En Turingia se pronostica un descalabro al primer ministro, el conservador Dieter Althaus. La constelación más viable sería una coalición con el SPD, a no ser que éste partido se "atreva" a ser socio menor de un gobierno liderado por La Izquierda, segunda fuerza de ese y otros "Länder" del este.

Se trata de una opción peligrosa para Steinmeier, ya que ello implica insuflar nuevos bríos a La Izquierda, formación nacida de la disidencia socialdemócrata y el postcomunismo germano-oriental.

Liderada por el ex-presidente del SPD Oskar Lafontaine y el poscomunista Gregor Gysi, La Izquierda se ha alimentado del voto de castigo con los recortes sociales aplicados por las reformas del gobierno socialdemócrata-verde de Gerhard Schröder.
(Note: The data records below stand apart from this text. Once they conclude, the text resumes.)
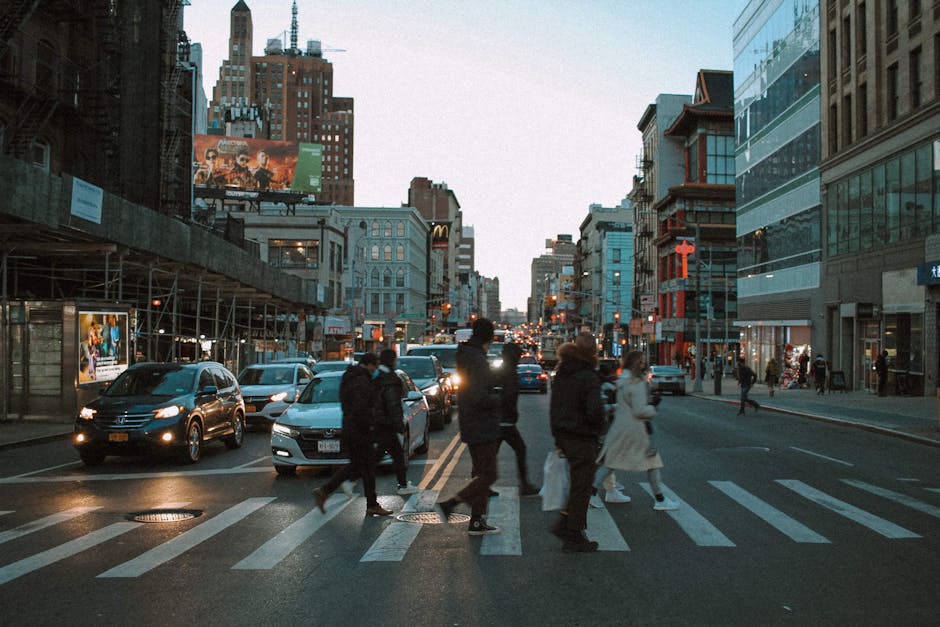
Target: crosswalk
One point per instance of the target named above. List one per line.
(396, 538)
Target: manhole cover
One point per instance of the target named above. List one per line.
(165, 515)
(431, 518)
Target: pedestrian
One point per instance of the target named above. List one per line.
(881, 367)
(628, 445)
(746, 379)
(358, 397)
(577, 422)
(509, 433)
(390, 419)
(478, 419)
(771, 375)
(820, 369)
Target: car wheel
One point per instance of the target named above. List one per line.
(193, 450)
(92, 458)
(238, 433)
Steinmeier fue hombre de Schröder -y su ministro de la Cancillería- y representa aún el ala leal a su línea centrista.

Más peligroso aún para el SPD sería una alianza con La Izquierda aún a costa de recuperar el poder en el Sarre. El líder izquierdista de ese "Land" es Lafontaine, quien durante 14 años gobernó ahí como primer ministro, aún del SPD.

La Izquierda rompería así un tabú con su entrada en un gobierno del oeste, algo impensable hasta hace poco por sus raíces postcomunistas. Sería además un mazazo a todos aquellos del SPD que no han perdonado aún a Lafontaine su doble dimisión, como presidente del partido y ministro de Finanzas de Schröder, en 1999.

De ser así, a Steinmeier le esperan cuatro semanas de dura campaña contra una Merkel claramente superior y recordando a cada mitin que votar al SPD es reforzar La Izquierda, el heredero del régimen germano-oriental que levantó el Muro.